From Matthew Crispin


It is easy to see recent protests over racism and the treatment of black Americans as being isolated to larger cities, but every community has an obligation to reflect and take action, including Owensboro. As an Owensboro native and graduate of the county public school system, I care deeply about our community, and that is why I am echoing the call to remove the Confederate monument from the grounds of the courthouse and encourage others to do so.

I hear many people defending these monuments as important components of history, and they accuse detractors of trying to rewrite or ignore the past. Unfortunately, that understanding is at odds with the historical record, and it perpetuates a propaganda technique used by former Confederates as they regained power after the Civil War. It is important, I think, to address this understanding head-on because it obscures what these displays represent and how they were intended.

The Owensboro statue, built in 1900, was part of a larger project to erect monuments of white supremacy across the United States following the end of Reconstruction. Like the monument here, the vast majority of these were constructed decades after the end of the Civil War, when white lawmakers were codifying racist ideas into law and romanticizing the efforts of Confederates to commit treason to preserve slavery. The laws would later be known as Jim Crow, and the monuments functioned as a type of public information campaign targeting black citizens and any white supporters.

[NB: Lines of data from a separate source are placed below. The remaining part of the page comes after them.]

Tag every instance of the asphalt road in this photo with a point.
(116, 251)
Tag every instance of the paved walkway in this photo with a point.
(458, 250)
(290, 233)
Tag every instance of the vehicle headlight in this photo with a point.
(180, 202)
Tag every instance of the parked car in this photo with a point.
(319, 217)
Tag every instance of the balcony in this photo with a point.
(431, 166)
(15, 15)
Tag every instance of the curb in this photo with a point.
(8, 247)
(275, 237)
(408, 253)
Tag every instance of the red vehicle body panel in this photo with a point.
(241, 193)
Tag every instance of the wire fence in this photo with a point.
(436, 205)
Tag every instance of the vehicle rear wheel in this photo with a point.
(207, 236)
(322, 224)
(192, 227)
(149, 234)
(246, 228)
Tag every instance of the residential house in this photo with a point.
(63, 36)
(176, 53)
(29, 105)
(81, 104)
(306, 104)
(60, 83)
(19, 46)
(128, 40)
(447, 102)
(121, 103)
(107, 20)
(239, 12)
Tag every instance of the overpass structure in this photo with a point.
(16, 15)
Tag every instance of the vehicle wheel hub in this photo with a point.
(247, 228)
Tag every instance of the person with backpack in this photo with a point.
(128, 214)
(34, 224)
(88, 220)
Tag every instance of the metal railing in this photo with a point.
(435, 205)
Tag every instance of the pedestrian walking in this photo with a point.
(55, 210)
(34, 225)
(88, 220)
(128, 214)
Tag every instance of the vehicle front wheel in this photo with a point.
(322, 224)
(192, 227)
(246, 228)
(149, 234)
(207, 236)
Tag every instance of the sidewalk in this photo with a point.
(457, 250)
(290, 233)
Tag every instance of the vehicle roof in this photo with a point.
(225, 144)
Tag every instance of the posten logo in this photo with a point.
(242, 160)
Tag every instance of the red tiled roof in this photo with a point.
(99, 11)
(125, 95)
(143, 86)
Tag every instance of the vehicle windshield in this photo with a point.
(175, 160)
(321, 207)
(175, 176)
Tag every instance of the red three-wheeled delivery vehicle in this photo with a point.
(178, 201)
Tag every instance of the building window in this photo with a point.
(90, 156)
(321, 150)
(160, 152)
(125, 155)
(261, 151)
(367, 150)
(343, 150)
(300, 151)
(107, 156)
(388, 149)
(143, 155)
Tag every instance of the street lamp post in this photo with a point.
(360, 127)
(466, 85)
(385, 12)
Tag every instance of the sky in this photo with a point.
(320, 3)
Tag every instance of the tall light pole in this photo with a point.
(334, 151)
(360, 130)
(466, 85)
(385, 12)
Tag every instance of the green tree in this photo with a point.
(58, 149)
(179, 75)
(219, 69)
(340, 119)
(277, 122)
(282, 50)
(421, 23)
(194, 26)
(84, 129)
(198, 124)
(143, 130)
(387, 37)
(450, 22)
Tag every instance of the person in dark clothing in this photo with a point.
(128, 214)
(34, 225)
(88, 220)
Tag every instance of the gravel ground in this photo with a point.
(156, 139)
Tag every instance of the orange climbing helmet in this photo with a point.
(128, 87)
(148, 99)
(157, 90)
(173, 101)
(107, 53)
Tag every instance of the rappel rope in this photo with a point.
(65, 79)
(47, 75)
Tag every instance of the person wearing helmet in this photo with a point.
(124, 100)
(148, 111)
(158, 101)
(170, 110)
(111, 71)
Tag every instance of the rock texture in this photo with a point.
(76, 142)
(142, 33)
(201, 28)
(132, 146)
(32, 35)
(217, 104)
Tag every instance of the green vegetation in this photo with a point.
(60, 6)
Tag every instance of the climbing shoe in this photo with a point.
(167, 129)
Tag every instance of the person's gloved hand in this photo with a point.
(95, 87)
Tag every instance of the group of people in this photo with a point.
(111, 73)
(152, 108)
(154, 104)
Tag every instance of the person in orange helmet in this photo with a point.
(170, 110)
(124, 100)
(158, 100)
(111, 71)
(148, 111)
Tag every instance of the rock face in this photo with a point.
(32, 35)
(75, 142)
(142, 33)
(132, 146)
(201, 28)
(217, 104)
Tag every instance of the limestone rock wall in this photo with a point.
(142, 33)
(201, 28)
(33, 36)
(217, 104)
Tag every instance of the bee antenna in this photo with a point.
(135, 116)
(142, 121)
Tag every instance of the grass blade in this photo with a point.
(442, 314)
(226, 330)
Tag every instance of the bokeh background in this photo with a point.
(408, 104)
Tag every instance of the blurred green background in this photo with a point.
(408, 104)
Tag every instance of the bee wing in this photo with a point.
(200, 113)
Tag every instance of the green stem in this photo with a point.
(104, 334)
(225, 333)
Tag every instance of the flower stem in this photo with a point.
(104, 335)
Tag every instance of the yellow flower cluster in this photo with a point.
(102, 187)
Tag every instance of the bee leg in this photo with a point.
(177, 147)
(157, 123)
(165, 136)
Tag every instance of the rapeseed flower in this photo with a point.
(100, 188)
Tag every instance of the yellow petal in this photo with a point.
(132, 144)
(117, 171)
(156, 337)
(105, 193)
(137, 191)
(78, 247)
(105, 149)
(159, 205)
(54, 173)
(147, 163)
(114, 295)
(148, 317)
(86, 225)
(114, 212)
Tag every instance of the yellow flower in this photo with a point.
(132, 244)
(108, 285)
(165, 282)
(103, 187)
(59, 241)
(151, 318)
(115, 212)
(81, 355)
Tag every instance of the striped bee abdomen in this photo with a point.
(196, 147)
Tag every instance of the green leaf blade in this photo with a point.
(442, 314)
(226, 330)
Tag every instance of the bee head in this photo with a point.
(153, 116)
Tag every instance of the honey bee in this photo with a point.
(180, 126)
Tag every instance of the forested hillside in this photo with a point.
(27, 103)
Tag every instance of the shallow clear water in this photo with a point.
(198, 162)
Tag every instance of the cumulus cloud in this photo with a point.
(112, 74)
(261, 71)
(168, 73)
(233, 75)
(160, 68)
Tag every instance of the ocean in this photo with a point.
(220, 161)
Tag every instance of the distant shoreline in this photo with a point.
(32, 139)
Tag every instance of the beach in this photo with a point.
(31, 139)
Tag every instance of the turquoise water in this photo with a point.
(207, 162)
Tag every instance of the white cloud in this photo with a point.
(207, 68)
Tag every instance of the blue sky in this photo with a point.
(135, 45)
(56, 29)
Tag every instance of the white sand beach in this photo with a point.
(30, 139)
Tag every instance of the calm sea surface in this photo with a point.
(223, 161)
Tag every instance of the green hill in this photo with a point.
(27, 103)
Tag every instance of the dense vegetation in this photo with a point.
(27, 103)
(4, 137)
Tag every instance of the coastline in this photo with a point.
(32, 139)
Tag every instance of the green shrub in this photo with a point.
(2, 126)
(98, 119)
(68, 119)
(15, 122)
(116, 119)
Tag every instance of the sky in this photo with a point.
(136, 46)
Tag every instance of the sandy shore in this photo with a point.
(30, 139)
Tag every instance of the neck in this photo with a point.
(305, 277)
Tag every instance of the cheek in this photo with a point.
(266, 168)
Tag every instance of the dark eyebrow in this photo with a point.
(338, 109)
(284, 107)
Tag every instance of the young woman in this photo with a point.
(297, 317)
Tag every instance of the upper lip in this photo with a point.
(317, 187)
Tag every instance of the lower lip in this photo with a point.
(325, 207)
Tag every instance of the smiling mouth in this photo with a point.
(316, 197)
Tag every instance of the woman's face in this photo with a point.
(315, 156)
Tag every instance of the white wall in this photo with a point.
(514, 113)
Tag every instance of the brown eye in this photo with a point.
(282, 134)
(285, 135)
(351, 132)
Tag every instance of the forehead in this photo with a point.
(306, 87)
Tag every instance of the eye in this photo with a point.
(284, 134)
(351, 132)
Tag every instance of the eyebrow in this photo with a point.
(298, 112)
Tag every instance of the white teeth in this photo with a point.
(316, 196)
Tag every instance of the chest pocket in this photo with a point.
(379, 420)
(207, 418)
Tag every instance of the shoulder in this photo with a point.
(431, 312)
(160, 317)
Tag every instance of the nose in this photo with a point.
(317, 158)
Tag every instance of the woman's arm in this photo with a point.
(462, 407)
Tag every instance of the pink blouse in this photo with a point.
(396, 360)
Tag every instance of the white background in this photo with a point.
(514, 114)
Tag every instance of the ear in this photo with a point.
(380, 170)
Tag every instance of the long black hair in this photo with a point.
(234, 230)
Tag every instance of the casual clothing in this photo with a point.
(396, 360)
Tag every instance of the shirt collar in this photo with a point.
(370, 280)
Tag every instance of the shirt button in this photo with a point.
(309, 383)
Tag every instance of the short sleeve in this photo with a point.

The intention was never to honor history or reconcile a shattered nation; it was to send a message, and the message was quite clear: the people who betrayed their fellow citizens for the right to own black human beings were back in power, and the community supported them. 

Regrettably, that is not just my opinion but a matter of historical fact, and it is one with which Owensboro needs to reckon, as so many other cities, big and small, are doing during this national moment. I understand that many readers have not looked on the statue with evil in their hearts – some may find the statue nice to look at, some may simply enjoy Civil War history, some may never have paid it much attention in the first place. I do not aim to judge their character, but I urge them to consider what it communicates about our community that we would fail to remove a symbol we know was conceived in hate, not healing, not heritage.

Community leaders are once again discussing taking down the statue, and Owensboro NAACP leader Rev. Rhondalyn Randolph has noted it can easily be relocated to a museum or cemetery as other statues have been. We should seize this moment to take a small but direct step forward by acknowledging the corrosive history of these monuments, the violence and injustice toward black Americans they represent, and the pain they still cause today through removing the Owensboro Confederate monument. 

If you agree that this statue has no place on the courthouse grounds, please contact your county commissioner and Daviess County Judge-Executive Al Mattingly voicing your support for removal. I know Owensboro to be a warm and welcoming community – we should reflect that in the ideas we choose to uphold in our public spaces.